Having been feted as the Great Moral Challenge and been the key factor behind the demise of Malcolm Turnbull, climate change policies are nearly invisible in the present election campaign. Aside from the ''cash for clunkers'' gimmick, both major parties have so far steered clear of giving the matter prominence.
Differences are however present. The Government has said ''Putting a price on carbon'' is essential to efficiently reduce carbon emissions. A ''price on carbon'' is code for a carbon tax. The repetition of its claimed requirement is already creating financial risk for new investment in electricity generation, inevitably bringing dearer power irrespective of any price actually imposed.
Many voices advocating putting a price on carbon lament that the great majority of economists favour that approach but, because they are divided on its detailed execution, the majority position fails.
It is a moot point whether economists are so united. Activists who sign petitions tend to exaggerate both their own influence and the ability of price signals to bring about the goal they favour without simultaneously generating adverse side effects.
Supporters of imposing a price on carbon point to economic modelling that estimates a benign overall effect of a carbon tax. But this felicitous outcome is driven by two assumptions that embody great uncertainties. The first is technological forecasts, about which economists are inexpert. In addition, the modelling extrapolates business and consumer responses to minor price shocks in energy to fundamental cost increases bringing epochal changes in the structure of the economy and the intensity of energy use.
There are two fundamental means of forcing people to reduce their consumption of carbon based energy. The first is the use of economic instruments -- the price signal. The second is to target particular uses and reduce their emissions by employing regulatory measures. Almost all economists would argue in favour of the economic instruments approach.
The forms of economic instrument are a cap-and-trade quantitative measure and a straight out tax. These are really only different sides of the same coin. Cap-and-trade sets quantity limits to emissions based on estimates of what the price outcome would be. A tax is set to produce a price sufficient to bring about the targeted emission levels.
Though a tax is claimed to be superior in allowing for rebates of exports, this presents administrative difficulties no less complex than those of its cap-and-trade counterpart.

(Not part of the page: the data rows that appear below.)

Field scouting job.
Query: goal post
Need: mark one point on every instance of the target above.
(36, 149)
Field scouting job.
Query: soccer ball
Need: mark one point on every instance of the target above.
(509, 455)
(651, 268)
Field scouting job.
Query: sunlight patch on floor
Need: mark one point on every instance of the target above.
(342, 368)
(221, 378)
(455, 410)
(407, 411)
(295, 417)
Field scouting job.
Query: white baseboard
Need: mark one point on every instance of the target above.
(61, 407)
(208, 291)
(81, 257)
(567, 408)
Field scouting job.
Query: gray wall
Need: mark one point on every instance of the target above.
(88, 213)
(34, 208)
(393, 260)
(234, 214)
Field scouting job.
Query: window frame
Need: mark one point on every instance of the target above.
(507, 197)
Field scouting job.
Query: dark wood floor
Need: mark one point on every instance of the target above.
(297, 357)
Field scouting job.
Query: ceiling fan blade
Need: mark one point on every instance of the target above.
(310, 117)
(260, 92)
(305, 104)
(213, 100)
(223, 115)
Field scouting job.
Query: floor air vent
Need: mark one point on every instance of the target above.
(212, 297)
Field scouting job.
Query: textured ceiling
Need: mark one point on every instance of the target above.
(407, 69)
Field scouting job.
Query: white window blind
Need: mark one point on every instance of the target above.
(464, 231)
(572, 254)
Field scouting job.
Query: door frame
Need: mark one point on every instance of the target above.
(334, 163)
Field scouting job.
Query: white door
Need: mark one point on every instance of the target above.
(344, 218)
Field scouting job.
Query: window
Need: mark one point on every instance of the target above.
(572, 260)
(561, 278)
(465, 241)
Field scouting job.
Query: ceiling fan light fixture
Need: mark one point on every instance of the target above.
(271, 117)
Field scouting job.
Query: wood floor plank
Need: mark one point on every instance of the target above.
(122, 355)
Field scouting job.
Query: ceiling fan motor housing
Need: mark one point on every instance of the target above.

Garnaut's version of cap-and-trade involved allocations of free permits for exporters and a government agency estimating the carbon content of imports from areas not imposing a tax and placing countervailing import duties on them.
The Liberals and Labor have the same target emission reductions -- 5 per cent by 2020 (which is a 40 per cent cut in business-as-usual levels).
The Liberal Party's goal is however stigmatised as relying on a regulatory approach. Its design follows work that consultants have undertaken showing costs of different approaches (cropland nutrient measures, waste recycling, nuclear, hybrid cars etc.) allowing a curve to be fitted from low cost (often said to be negative cost) to high cost.
Economists may agree that such findings offer indications where the best bang per buck lies. But even those convinced of the need for early abatement action usually oppose the regulatory approach. This is because circumstances are so dissimilar that one place's low cost approach may be exorbitantly expensive in another.
The merits of uncritically applying particular estimated costs and benefits to general policy approaches is illustrated by the Australian experience with a subsidised retrofit of pink batts. Drawing off theoretical calculations, this was originally estimated to make CO2 savings at a cost of $50 per tonne. In fact, on top of deaths and house fires, the CO2 savings are now estimated to be bought at a price of some $200 per tonne.
Unfortunately, those economists most vocal in urging a carbon price be adopted, seldom castigate governments for the plethora of regulatory measures in place -- subsidies for certain installations, requirement for wind generation, ''5 Star energy requirements'' on new houses and so on.
These regulatory measures constitute naked winner-picking and seriously undermine the ''elegance'' of a carbon price. Any of their supporters who also promote a carbon price either misunderstand the issues or are promoting the dual program approach for reasons other than seeking emission reductions.
Collectively government outlays on the measures in place today come to over $3 billion a year.
Other regulatory measures come on top of this. Thus, the ''20 per cent renewable'' target by 2020 will bring a 45,000 GWh annual increase in renewables. The cost of these is at least $60 per MWh, adding $12 per MWh to the average electricity price.
The cap-and-trade proposals would increase this further. The lowest of the Government's many price estimates is a highly optimistic $23 per tonne of CO2, or about $30 per MWh.
At $42 per MWh, these two measures would double the wholesale price of electricity, presently $37 per MWh, increasing domestic consumers' bills by 50 per cent. Other regulatory measures and the dearth of capital investment already evident will actually raise the wholesale price higher. The overall effect of prices and subsidies would be an effective doubling of the cost of households' bills.
Doubling electricity bills means $1000 a year to the average household. In a survey we undertook in April of this year, only six per cent of respondents said they would be willing to pay that much in increased utility charges.
Politics aside, this gives economists a further dilemma since at the heart of all taxes developed for the greater good is the notion of willingness-to-pay. If people are unwilling to pay it means they do not see the value of doing so. This removes the veneer of legitimacy behind which a tax can be formulated.